ESSA was chosen to conduct a 1-year study for the National Commission on Science for Sustainable Forestry that sought to gain insight into the factors enabling successful adaptive forest management (AM), and how these factors differ between public and private entities.

We employed three methods: literature review, written and telephone surveys of AM practitioners who had implemented recent projects, and a workshop with a subset of survey respondents. We interviewed twenty respondents that represented AM projects led by one NGO, thirteen public and six private forest management organizations. The projects were distributed across nine states and two provinces, and ranged from plot to watershed scales and from a few hundred to seven million dollars in project costs.

Most AM projects had positive outcomes.
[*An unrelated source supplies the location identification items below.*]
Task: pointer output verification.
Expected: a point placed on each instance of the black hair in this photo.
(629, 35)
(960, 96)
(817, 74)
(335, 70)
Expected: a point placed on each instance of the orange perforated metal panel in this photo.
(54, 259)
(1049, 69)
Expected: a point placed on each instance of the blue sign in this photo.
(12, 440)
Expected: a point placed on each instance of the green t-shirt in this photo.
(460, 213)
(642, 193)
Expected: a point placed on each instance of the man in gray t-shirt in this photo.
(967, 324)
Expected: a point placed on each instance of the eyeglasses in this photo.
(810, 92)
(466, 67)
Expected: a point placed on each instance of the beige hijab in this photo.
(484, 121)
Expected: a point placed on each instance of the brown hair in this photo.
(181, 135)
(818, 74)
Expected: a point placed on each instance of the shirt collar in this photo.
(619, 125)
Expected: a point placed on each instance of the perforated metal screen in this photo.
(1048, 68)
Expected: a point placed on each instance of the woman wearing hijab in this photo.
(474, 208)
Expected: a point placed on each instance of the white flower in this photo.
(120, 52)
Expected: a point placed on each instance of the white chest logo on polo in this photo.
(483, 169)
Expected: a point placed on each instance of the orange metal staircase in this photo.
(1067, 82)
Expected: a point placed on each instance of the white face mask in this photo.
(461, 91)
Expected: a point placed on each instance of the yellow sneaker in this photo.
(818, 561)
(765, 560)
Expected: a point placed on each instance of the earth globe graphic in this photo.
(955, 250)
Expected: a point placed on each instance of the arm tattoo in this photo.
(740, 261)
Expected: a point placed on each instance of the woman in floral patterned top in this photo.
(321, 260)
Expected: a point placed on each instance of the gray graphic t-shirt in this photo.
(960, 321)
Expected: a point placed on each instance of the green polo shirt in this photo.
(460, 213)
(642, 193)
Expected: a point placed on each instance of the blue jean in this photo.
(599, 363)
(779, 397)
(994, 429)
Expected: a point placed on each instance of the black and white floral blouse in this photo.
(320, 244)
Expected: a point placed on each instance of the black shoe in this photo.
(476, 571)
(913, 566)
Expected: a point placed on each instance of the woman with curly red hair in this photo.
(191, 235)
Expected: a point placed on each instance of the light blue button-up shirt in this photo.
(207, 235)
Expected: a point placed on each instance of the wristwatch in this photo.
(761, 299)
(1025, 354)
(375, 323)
For fourteen of the twenty projects, the AM initiative led to changes in policies or future management actions. Our literature review identified ten factors that could be either enabling or inhibiting to AM—factors which should be considered in a hierarchy. The historical and current context for the initiative is the top factor within the hierarchy; it motivates the need for AM. Leadership, executive direction, problem definition, and communications / organization structure are in the second tier—all required to get AM initiatives successfully started. AM leaders can then artfully focus on the third tier (community involvement, planning, funding, staff training and the conduct of science), understanding the unique context of each project (e.g. corporate culture, stakeholder relationships, scale and focus of the project), and ensuring that any one factor does not become strongly inhibiting (i.e., tending the AM garden). Executive direction and the conduct of science appear to distinguish more successful projects from less successful ones.

Despite the challenges of adaptive management, the results of the survey and workshop show that adaptive management can be and is successful at a variety of scales for problems of differing complexity. We did not find significant differences between public and private forest management entities in either their level of AM success or the factors which enabled it.